What is perhaps even more striking in the report — by the non-profit IT trade association CompTIA — is that 85 per cent of executives believe that the cybersecurity threat level is increasing — 40 per cent rate the threat as ‘increasing significantly’. With such a high level of concern, the question remains: why is cybercrime such a concern and what can businesses do about it? Is this misplaced — or is it a real reflection of an increasingly ever-present danger?

The harsh reality is that it is escalating rapidly, the world over. Cybercrime in Dubai doubled over the past year. According to Dubai’s Criminal Investigation Department of Police Affairs, in 2013, there were approximately 1,600 reported crimes, up from 700 in 2012.

The knock-on effect is much greater than the crime itself. The UK Cabinet Office reports that the full cost of cybercrime on the economy is in the region of $45 billion per annum. A significant proportion comes from the theft of intellectual property, which accounts for around $15.5 billion per year.

Such theft has the ability to destroy businesses and livelihoods.

So, does this mean that businesses are fighting a losing battle — that hackers and criminal networks will always be one step ahead? The level of concern certainly demonstrates that businesses are aware of the threat — but are they doing enough?

Part of the problem lies in the increasingly complex ways in which hackers and criminals are using technology to attack individuals and infiltrate organisations. As data moves across multiple platforms, the window of risk becomes greater.

The capture of big data provides cyber criminals with a vast pool of new, structured data to mine. Retail transactions now take place online and through apps, providing greater opportunities for personal information to be captured, leading to identity theft on a much greater scale.

The CompTIA survey has also thrown up interesting perspectives on the nature of cybercrime: 54 per cent of Middle East executives believe that human error is a growing factor in security incidents. Hackers know that they do not always need to beat the security software — they can often rely on human error to open the door for them.

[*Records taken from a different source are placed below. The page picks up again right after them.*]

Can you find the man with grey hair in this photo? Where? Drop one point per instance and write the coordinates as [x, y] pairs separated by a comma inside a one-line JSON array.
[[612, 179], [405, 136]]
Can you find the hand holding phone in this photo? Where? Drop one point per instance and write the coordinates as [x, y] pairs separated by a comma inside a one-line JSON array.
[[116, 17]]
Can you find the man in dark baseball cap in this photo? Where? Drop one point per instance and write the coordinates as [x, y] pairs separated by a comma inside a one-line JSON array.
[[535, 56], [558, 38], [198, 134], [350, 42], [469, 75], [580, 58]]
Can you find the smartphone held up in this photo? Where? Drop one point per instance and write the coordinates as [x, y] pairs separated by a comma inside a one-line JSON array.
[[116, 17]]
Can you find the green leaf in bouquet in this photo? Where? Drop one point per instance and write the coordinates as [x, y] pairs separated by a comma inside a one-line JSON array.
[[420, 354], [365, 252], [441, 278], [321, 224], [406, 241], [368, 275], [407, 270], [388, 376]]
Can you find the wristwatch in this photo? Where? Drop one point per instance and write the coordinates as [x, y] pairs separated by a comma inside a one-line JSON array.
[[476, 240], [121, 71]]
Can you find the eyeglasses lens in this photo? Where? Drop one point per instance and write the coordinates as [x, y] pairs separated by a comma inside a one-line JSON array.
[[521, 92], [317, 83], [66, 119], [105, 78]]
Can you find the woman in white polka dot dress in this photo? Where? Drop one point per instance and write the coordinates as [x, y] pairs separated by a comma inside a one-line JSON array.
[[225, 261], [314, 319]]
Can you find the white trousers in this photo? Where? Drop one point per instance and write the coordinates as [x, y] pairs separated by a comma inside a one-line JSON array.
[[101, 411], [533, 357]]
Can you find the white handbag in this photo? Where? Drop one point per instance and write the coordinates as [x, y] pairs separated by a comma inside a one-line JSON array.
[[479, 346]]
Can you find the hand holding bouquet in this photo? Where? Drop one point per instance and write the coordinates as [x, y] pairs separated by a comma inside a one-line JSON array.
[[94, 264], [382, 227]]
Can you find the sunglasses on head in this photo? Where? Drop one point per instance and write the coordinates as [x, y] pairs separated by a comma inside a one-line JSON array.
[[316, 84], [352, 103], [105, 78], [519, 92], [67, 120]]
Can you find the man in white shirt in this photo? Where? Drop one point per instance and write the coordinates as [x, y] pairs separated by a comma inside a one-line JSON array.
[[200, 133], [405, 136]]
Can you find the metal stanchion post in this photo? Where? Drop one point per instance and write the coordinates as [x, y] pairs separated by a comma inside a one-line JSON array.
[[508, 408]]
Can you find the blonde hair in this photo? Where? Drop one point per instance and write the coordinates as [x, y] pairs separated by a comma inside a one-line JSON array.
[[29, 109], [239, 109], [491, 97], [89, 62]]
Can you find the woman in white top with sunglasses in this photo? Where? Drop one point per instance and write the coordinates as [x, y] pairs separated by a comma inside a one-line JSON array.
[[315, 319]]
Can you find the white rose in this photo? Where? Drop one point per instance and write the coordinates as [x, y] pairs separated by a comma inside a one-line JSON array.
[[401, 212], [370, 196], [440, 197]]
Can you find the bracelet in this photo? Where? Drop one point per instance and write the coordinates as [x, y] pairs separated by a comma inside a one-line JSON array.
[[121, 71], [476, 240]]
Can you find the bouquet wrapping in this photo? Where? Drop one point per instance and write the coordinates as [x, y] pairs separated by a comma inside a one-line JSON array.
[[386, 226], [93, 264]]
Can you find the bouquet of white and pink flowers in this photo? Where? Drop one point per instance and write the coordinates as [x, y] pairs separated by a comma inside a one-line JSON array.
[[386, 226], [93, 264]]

One recent example was the security breach at the online retailer eBay, which lost the personal identification of millions of customers simply because one employee lost their user ID and password.

Such errors are easily avoidable. Organisations that hold the data of millions of people should employ a two-factor or three-factor authentication, which means access cannot be granted by a single sign-on password. The loss of a password and username should not provide hackers with access.

Multiple levels of security are now particularly commonplace in large organisations and across critical infrastructure, where biometrics are increasingly the norm. Infrastructure such as airports, nuclear power plants or military buildings will require a number of authentications, including thumbprints and/or retina scans.

One of the most important ways to avoid human error and ensure that important security software is up to date is to bring the people who are running IT infrastructure into the boardroom. Executives need to have an ongoing dialogue with IT departments so that they understand what is being done to protect the business.

A critical step is to ensure that IT technicians are properly trained and certified, equipped with the know-how to beat the threats that businesses face. Ongoing training is crucial.

Sadly, for the Middle East there is a significant shortage of properly certified IT practitioners who understand how to protect a business. In the Middle East, 68 per cent of managers say that IT security is one of their most important priorities.

What is clear is that there is awareness of the problem and an eagerness to find solutions. Yet the very people who are best placed to protect against the rising threat of attack are in short supply.

It is encouraging that executives in the Middle East are so concerned about IT security and that businesses are facing up to the reality of the skills shortage. Businesses must engage with skills organisations to ensure that we are all working together to beat cybercrime.

Enterprises must ensure that their existing IT practitioners are up to date and certified, able to cope with the myriad threats that technology poses. Bringing the people who run IT infrastructure in to the boardroom — and then the classroom — is the best way to meet these challenges.

— The writer is executive vice-president for Certification and Learning at CompTIA.